FORT WAYNE, Ind. (WANE) — When it originated, tennis was given the moniker “The Sport of Kings,” but it may have to make some room on the throne.

Pickleball was born in 1965 and it took some time to catch on.

But like a Roger Federer serve, it’s now undeniably powerful.

According to the Association of Pickleball Professionals, there were 36.5 million players in 2022, and the number in the Summit City is growing as well.

“Several years ago, we built four courts at Lion’s Park, and they were heavily used,” said Fort Wayne Parks and Recreation Director Steve McDaniel. “We saw pickleball grow.”

With the growth, four courts were no longer a sustainable option.

“Our community asked for more courts, and we chose to put them across the city,” McDaniel said.

36 total courts to be exact, including indoor options at McMillan Park Community Center.

But in the process, the city took away court space from pickleball’s older brother.

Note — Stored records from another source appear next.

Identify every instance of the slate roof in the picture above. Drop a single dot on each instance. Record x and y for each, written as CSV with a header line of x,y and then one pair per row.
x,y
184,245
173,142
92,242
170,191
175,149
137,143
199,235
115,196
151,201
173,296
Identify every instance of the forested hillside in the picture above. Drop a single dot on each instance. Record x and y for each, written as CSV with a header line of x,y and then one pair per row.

“In various parks, we have additional courts, we have displaced a little bit of the tennis [courts],” McDaniel said. “We did studies to see who was using our tennis courts, we put cameras up, and at no point did we have more than one tennis court being used.”

But does this mean tennis is dying in Fort Wayne?

According to former City Tennis Champion, Current Concordia Lutheran High School tennis coach, and the Executive Director of Discipleship Inc, Steve Beier, it’s not on the way out.

“You can coexist as a tennis player and a pickleball [player] and get the best of both worlds,” Beier said.

He sees the rise in popularity of pickleball in Fort Wayne as more of an age divide, not a popularity contest.

“A lot of high school kids play tennis still, [but] I don’t see that for pickleball, so it seems to me to be more of an age-relevant sport,” Beier said.

While court space may be ceded to the uprising pickleball, tennis appears to be in good, youthful hands.